Answer all questions with <Enter>. 

This will generate your private key.

~/.ssh/id_rsa

And your public key.

~/.ssh/id_rsa.pub

Now copy your public key to the raspberry pi.

ssh-copy-id pi@raspberry.lan

Now you no longer need a password when logging in from your workstation because the pi trusts it.

ssh pi@raspberry.lan

You will still need the password when logging in from other devices, but if you ever forget it, you can do a password reset without knowing the password with the following command.

sudo passwd pi


Wednesday, December 23, 2020

Orbits of the Galilean Moons

In the previous post I described my measurements of Jupiter's moons - four of which were discovered by Galileo. One fascinating thing about the inner three moons is that they are tidally locked into a [4:2:1] orbital resonance. That means that Io orbits twice as fast as Europa, which orbits twice as fast as Ganymede. I though it would be neat to take some measurements of these moons and try to verify that resonance. Observing an orbiting object side-on, it appears to oscillate back and forth in a sinusoidal pattern; that is, as long is the orbit isn't too elliptical. Fortunately these moons have a small eccentricity. I was able to get five measurements over a week, and then one more, three weeks later. That's not many. Ganymede, the outer-most of the three tidally locked moons orbits Jupiter once per week, so I figured I had enough samples to get it's orbital period.

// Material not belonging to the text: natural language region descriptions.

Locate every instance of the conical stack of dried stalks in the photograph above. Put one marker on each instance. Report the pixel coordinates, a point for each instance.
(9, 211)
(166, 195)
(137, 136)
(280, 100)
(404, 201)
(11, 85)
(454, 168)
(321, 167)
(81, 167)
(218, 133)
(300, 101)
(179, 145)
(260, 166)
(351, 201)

The other two moons, having periods of half and one quarter of Ganymede were too under-sampled to make the calculation, but I figured if I plotted their predicted orbits based on the Ganymede data I could claim success if the few sample points I had lined up on the predicted curve. 

 To fit a sine wave to my data points I used the curve_fit function in the SciPi Python library. You can find the source code to the Python script I wrote here. Plugging the data in, I got this:

The dots are the measured distances and the line is the best-fit curve. The calculated orbital period was 7.22 days. According to Wikipedia, the actual orbital period is 7.15 days. Looks like I'm off by about 1%. Not bad at all. 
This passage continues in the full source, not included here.